Calif. officials fear fires could merge

Firefighters battling a massive wildfire burning on the edge of the San Bernardino National Forest were preparing for the possibility that the blaze could join another wildfire and become even more difficult to control.

Calif. officials fear fires could merge

By late Thursday, a 48,000-acre fire had destroyed more than 150 homes and buildings. While containment was at 20 percent, it was on course to possibly merge with the 8,200-acre fire in the national forest, where it could feed on vast stands of dead trees.

Officials have not estimated when the fires might merge, but early Friday they were about two miles apart, said California Department of Forestry spokesman Jason Goedecke.

State fire officials said that even if the fires joined, they were at least 15 miles from any areas of dead trees. But if the fires reached deadwood, authorities warned it could be bad.

"You've got 100-foot-tall trees and those are kind of like a torch," said forest spokeswoman Robin Prince.

Gov. Arnold Schwarzenegger declared a state of emergency in San Bernardino County on Thursday. The declaration will provide immediate state assistance to fire officials in need of more firefighters and equipment, and sets the stage for a request for federal disaster funding, said Eric Lamoureux, a state Office of Emergency Services spokesman.

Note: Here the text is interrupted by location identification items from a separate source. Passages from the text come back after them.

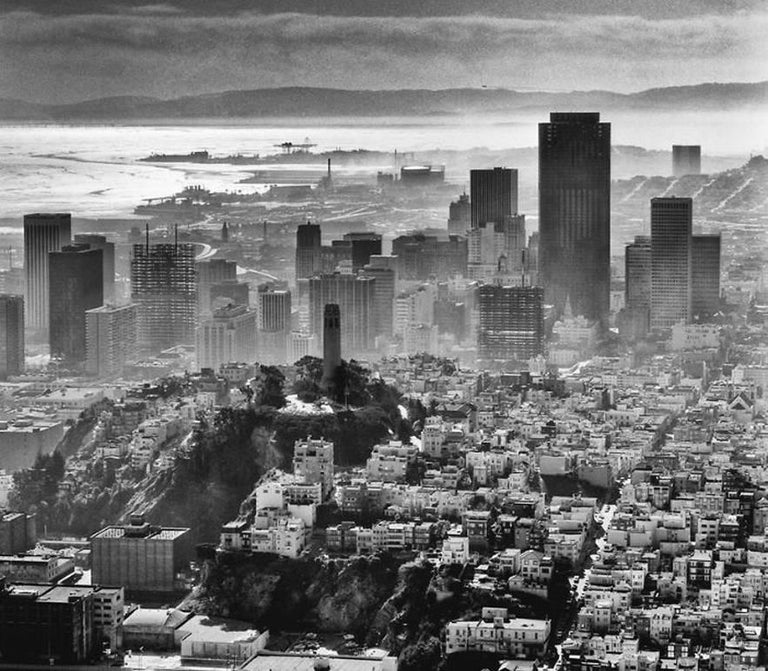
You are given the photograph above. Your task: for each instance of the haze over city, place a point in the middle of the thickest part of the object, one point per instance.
(394, 336)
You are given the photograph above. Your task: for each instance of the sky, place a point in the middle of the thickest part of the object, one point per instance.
(58, 51)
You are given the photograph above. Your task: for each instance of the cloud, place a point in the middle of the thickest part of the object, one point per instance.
(155, 50)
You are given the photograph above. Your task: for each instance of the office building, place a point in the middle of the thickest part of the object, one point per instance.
(363, 246)
(76, 286)
(140, 557)
(493, 195)
(43, 233)
(227, 336)
(209, 274)
(511, 326)
(383, 297)
(331, 347)
(308, 250)
(228, 292)
(108, 257)
(686, 159)
(705, 275)
(459, 216)
(575, 213)
(671, 221)
(164, 289)
(355, 297)
(313, 463)
(11, 335)
(110, 339)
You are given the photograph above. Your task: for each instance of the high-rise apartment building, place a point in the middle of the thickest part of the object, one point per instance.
(43, 233)
(108, 257)
(671, 245)
(308, 250)
(637, 270)
(493, 195)
(364, 245)
(227, 336)
(11, 335)
(575, 213)
(459, 216)
(209, 274)
(705, 275)
(76, 286)
(686, 159)
(110, 336)
(355, 297)
(164, 289)
(511, 324)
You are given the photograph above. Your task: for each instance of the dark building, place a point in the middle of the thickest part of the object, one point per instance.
(705, 275)
(459, 216)
(511, 323)
(308, 250)
(11, 335)
(671, 222)
(76, 286)
(575, 213)
(108, 256)
(228, 292)
(420, 256)
(355, 297)
(209, 274)
(164, 289)
(46, 625)
(686, 159)
(43, 233)
(363, 246)
(331, 346)
(493, 195)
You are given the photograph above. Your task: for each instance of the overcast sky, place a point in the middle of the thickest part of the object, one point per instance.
(68, 50)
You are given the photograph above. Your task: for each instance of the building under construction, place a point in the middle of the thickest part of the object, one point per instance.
(164, 289)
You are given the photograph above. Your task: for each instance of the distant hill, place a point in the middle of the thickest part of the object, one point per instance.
(313, 102)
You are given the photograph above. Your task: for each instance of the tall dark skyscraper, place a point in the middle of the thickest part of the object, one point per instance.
(705, 275)
(11, 335)
(43, 233)
(686, 159)
(671, 245)
(575, 212)
(308, 250)
(76, 286)
(493, 195)
(511, 323)
(108, 251)
(331, 345)
(164, 289)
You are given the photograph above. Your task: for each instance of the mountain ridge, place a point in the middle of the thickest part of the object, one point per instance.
(297, 101)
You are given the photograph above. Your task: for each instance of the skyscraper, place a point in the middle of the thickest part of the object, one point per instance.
(575, 212)
(227, 336)
(210, 273)
(163, 287)
(11, 335)
(705, 275)
(355, 297)
(493, 195)
(110, 336)
(43, 233)
(511, 323)
(686, 159)
(671, 221)
(308, 250)
(108, 254)
(76, 285)
(331, 346)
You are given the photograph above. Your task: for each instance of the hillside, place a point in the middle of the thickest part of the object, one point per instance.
(312, 102)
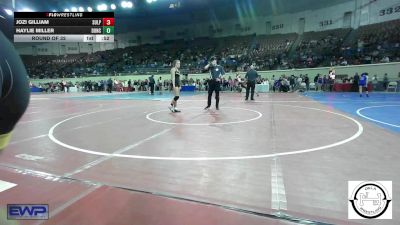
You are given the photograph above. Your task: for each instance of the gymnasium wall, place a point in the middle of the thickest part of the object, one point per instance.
(362, 12)
(392, 69)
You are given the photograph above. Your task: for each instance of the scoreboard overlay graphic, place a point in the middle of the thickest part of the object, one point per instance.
(64, 27)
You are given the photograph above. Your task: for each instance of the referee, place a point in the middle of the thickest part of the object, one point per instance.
(14, 89)
(214, 84)
(251, 77)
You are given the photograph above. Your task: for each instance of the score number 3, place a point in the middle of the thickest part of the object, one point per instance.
(108, 21)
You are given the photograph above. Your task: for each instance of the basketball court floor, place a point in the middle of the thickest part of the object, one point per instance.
(285, 158)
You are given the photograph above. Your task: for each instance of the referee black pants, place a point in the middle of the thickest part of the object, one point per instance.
(250, 85)
(213, 85)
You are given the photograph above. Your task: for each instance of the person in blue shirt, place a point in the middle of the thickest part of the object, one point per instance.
(214, 84)
(363, 83)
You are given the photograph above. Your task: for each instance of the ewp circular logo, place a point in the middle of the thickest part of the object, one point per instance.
(370, 200)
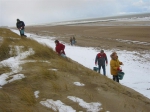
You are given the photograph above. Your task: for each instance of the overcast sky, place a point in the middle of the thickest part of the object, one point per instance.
(47, 11)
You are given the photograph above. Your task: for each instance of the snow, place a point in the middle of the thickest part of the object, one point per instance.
(136, 70)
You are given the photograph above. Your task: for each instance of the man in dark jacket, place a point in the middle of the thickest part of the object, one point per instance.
(21, 26)
(101, 58)
(60, 48)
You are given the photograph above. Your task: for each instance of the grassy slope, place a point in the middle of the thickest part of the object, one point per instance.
(18, 96)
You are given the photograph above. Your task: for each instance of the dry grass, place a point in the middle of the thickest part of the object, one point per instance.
(53, 77)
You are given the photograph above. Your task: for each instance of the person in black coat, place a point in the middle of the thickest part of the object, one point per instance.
(21, 26)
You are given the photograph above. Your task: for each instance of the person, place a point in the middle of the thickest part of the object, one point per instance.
(101, 58)
(21, 26)
(60, 48)
(115, 66)
(71, 40)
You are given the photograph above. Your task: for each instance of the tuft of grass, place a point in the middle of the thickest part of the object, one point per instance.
(55, 86)
(49, 74)
(5, 49)
(4, 70)
(26, 94)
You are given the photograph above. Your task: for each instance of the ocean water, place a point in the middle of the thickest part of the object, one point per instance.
(121, 20)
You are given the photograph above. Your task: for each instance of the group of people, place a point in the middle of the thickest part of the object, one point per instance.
(101, 60)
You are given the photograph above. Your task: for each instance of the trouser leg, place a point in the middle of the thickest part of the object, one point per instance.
(99, 68)
(115, 78)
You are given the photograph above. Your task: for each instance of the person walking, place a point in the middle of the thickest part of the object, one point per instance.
(60, 48)
(70, 40)
(101, 58)
(73, 41)
(21, 26)
(115, 66)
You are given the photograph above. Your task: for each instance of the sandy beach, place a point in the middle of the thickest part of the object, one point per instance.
(104, 37)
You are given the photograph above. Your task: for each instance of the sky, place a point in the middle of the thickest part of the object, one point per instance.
(34, 12)
(136, 69)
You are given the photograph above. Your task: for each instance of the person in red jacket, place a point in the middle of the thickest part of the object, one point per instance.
(60, 48)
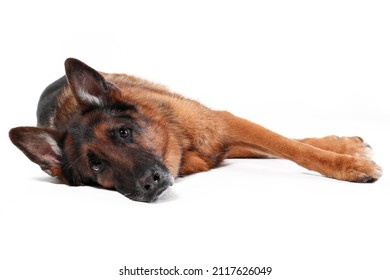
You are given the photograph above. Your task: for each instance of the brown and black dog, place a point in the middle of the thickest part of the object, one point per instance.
(124, 133)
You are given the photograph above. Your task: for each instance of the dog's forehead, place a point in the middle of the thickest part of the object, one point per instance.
(95, 123)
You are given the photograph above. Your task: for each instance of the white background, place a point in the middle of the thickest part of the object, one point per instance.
(301, 68)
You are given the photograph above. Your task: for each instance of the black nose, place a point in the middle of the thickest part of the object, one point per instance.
(154, 181)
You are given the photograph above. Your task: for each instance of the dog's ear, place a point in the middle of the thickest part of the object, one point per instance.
(89, 86)
(40, 146)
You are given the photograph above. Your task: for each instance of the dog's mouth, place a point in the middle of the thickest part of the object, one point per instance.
(150, 193)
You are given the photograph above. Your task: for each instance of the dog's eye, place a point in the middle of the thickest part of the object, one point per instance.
(97, 166)
(124, 132)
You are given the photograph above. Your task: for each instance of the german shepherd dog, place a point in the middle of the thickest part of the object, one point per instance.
(124, 133)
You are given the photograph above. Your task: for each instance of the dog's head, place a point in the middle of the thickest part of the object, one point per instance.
(108, 142)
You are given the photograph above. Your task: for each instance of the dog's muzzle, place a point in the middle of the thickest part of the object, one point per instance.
(151, 185)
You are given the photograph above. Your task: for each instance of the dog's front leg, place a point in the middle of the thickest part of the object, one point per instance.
(245, 134)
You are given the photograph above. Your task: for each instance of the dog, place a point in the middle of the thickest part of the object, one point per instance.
(124, 133)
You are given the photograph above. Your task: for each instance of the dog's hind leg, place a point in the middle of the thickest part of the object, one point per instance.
(354, 146)
(243, 133)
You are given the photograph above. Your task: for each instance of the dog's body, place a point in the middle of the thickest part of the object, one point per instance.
(124, 133)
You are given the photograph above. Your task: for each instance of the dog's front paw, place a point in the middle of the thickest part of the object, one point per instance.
(359, 169)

State fire officials said late Thursday they doubted the wildfire would reach the Big Bear resort area about 8 to 10 miles away thanks to a large firebreak cleared by crews. Not taking any chances, San Bernardino County sheriff's deputies began warning residents east of Big Bear Lake, about five miles from the fire, that they should be ready to evacuate.

Dozens of homes in the Morongo Valley were ordered evacuated as flames crept down a hill a few miles away. Some residents stayed behind, their possessions in their cars, monitoring the shifting wind.

"Are we nervous? Yes. Will we stay up tonight? Yes," said Pam Bennett-Wallberg, whose 2 1/2-acre ranch serves as a refuge center for African meerkats.

A few miles away, the 8,200-acre fire was a potential threat to 75 homes. Just 5 percent contained, it was burning at higher elevations that included both brush and timber.

Authorities said smoke from the blazes 100 miles east of Los Angeles could be smelled in Las Vegas and Ogden, Utah.

Swaths of Southern California forests have been weakened by drought and killed by bark beetles. For several years, workers have been cutting down dead trees near communities and roads. Thousands of acres have been cleared but experts say it will take up to 20 years to remove all the deadwood.

The largest fire was ignited by lightning during the weekend and roared into an inferno Tuesday, racing through tiny high desert communities. Forty-five houses, 118 other buildings and 91 vehicles were destroyed in Pioneertown and other communities near Yucca Valley.

Pioneertown, established in the 1940s as a location for filming cowboy movies, lost none of its Western-style storefronts.

Elsewhere, crews were working late Thursday to contain a wildfire near Abilene, Texas, that had scorched 500 acres, forced the evacuation of a dozen homes and threatened to burn about 50 large wind turbines. In southern Montana, a group of fires estimated at 30,000 acres were 10 percent contained.